For budget-conscious schools, a school security system that includes remote monitoring can be a cost-effective way to manage security. These systems send a notification to an offsite team whenever a camera is triggered, which means that a school can be more proactive about identifying and responding to threats before they become serious. This is especially beneficial for schools that cannot afford to hire a physical guard to patrol the campus after school and during holidays.


School security is more than stopping threats to life safety; it’s also about creating an environment where students and teachers can feel safe to learn and work. Unfortunately, in the wake of recent events, many schools are struggling to create a positive learning and working environment for students and staff.

One of the simplest ways to improve security at a school is by keeping the exterior well-lit. This not only provides a deterrent against unwanted intruders, but also makes them more identifiable in security videos should they become a problem.

Other school security measures include the use of visitor management systems, CCTV monitoring and the implementation of perimeter security. Additionally, the use of clear signage, limiting access via secure entry systems, managing data access, educating students and staff on emergency procedures and conducting risk assessments all contribute to a comprehensive school security approach.

It’s important for school administrators to understand how their security measures impact student perceptions of safety. Visibly conspicuous security features, such as metal detectors or barred windows, can increase students’ perceived sense of danger and may even alarm them. Thankfully, protective building materials are now available that blend into the background for improved security that works in conjunction with occupant-centered design.

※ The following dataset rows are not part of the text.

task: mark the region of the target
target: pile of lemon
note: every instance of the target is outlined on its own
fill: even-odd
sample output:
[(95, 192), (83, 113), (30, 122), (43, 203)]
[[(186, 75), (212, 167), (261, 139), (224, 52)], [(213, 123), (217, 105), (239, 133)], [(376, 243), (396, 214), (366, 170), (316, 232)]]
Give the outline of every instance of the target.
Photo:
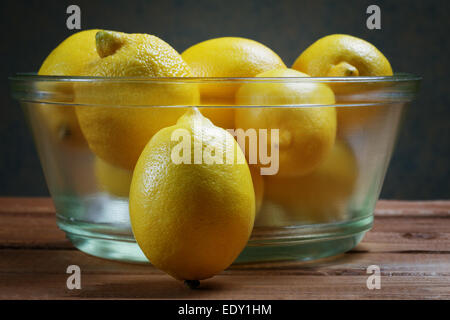
[[(387, 76), (392, 69), (373, 45), (349, 35), (321, 38), (288, 68), (270, 48), (244, 38), (207, 40), (180, 55), (152, 35), (87, 30), (54, 49), (39, 74), (286, 78)], [(270, 107), (334, 105), (335, 88), (301, 81), (150, 86), (120, 79), (60, 86), (78, 106), (42, 108), (49, 131), (61, 143), (89, 146), (99, 187), (129, 196), (137, 243), (176, 279), (206, 279), (227, 268), (246, 245), (255, 216), (262, 226), (342, 218), (358, 169), (337, 132), (363, 125), (364, 116), (355, 121), (351, 111), (334, 107)], [(212, 107), (143, 107), (149, 105)], [(233, 108), (240, 105), (266, 107)], [(279, 129), (276, 175), (263, 177), (259, 164), (248, 165), (245, 150), (225, 130), (235, 128)], [(204, 161), (173, 161), (179, 132), (189, 134), (189, 148), (199, 146)], [(213, 158), (227, 162), (208, 161)]]

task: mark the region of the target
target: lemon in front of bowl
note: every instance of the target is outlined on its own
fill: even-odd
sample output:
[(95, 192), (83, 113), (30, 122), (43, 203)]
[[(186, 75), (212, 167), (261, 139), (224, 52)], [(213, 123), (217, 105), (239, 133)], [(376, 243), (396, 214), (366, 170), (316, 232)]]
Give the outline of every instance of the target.
[[(312, 77), (392, 76), (389, 60), (371, 43), (345, 34), (323, 37), (303, 51), (292, 65), (293, 69)], [(381, 83), (382, 85), (382, 83)], [(370, 103), (355, 101), (356, 95), (373, 90), (373, 84), (336, 83), (333, 90), (341, 104)], [(340, 97), (342, 94), (342, 98)], [(349, 100), (349, 97), (352, 98)], [(338, 130), (348, 132), (361, 127), (373, 118), (378, 109), (373, 107), (339, 107)]]
[(82, 106), (76, 113), (91, 150), (108, 163), (131, 170), (150, 138), (186, 111), (172, 106), (198, 103), (198, 87), (148, 80), (191, 76), (181, 56), (155, 36), (99, 31), (95, 43), (97, 57), (82, 75), (116, 79), (78, 83), (75, 98)]
[[(257, 77), (308, 75), (292, 69), (276, 69)], [(278, 175), (304, 175), (313, 171), (333, 147), (336, 110), (317, 106), (335, 102), (333, 91), (325, 84), (288, 79), (285, 82), (249, 82), (236, 93), (236, 102), (245, 106), (261, 106), (237, 109), (236, 128), (279, 130), (279, 141), (272, 141), (272, 134), (267, 133), (267, 150), (271, 150), (271, 146), (278, 148), (271, 150), (279, 153)]]
[[(250, 39), (223, 37), (206, 40), (186, 49), (181, 56), (196, 77), (254, 77), (258, 73), (286, 68), (281, 58), (267, 46)], [(234, 105), (238, 85), (233, 82), (200, 85), (202, 105)], [(215, 125), (234, 128), (231, 108), (202, 108), (201, 112)]]
[(342, 221), (349, 218), (348, 206), (357, 177), (352, 149), (338, 140), (325, 161), (310, 174), (266, 176), (265, 196), (288, 213), (291, 224)]
[[(98, 30), (77, 32), (61, 42), (42, 63), (41, 76), (78, 76), (81, 70), (97, 56), (95, 34)], [(73, 101), (71, 83), (40, 82), (39, 90), (58, 93), (59, 102)], [(78, 124), (75, 109), (64, 105), (42, 105), (39, 108), (52, 137), (68, 146), (85, 146), (86, 141)]]
[(245, 247), (255, 218), (242, 151), (196, 108), (147, 144), (129, 199), (140, 248), (178, 280), (202, 280), (227, 268)]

For example, multifunctional, fire-rated security glazing resembles traditional window glass for school security that doesn’t compromise the open and inviting environment of educational facilities. It’s important for school security professionals to take this into account as they make recommendations on how best to safeguard their institutions. The more a school focuses on improving security, the less they have to worry about their safety. A good way to do this is by ensuring that basic security measures are implemented and then continuously looking for improvements.

Door Locks

School security should be designed to blend into the background so students can feel safe and confident. While systems that are easily observed may deter some threats, they can also increase alarm among students. Multifunctional, fire-rated security glazing is one solution that works with occupant-centered design to improve school safety without limiting visibility or hindering the flow of traffic.

Schools are often situated on substantial grounds with large perimeters to protect. A combination of fencing and security lighting can help to deter intruders and monitor activity around the building, particularly when coupled with PTZ cameras.

Another critical aspect of school security is ensuring that all doors are locked during class time. In addition to requiring all visitors to sign in or check in with reception, it is important for schools to have secure door locks that are tested to resist forced entry. Ideally, the lock should have an ANSI or BHMA grade 1 rating.

Most K-12 schools have taken steps to tighten security in recent years, including outfitting classroom doors with interior locks and drafting active shooter preparedness plans. But these protocols vary by type of school, geography and other factors.

The best school security measures are ones that make staff, pupils and visitors feel safe while still maintaining a free, open, creative and educational atmosphere. It is a delicate balance that requires careful planning to ensure the safety of all involved while still offering kids a great place to learn and ease parents’ anxieties.

Schools are a vital part of our society, and they should be a welcoming and safe place for all people to spend their days. With the right security measures in place, teachers, pupils and visitors can focus on what matters most – learning and building a better future.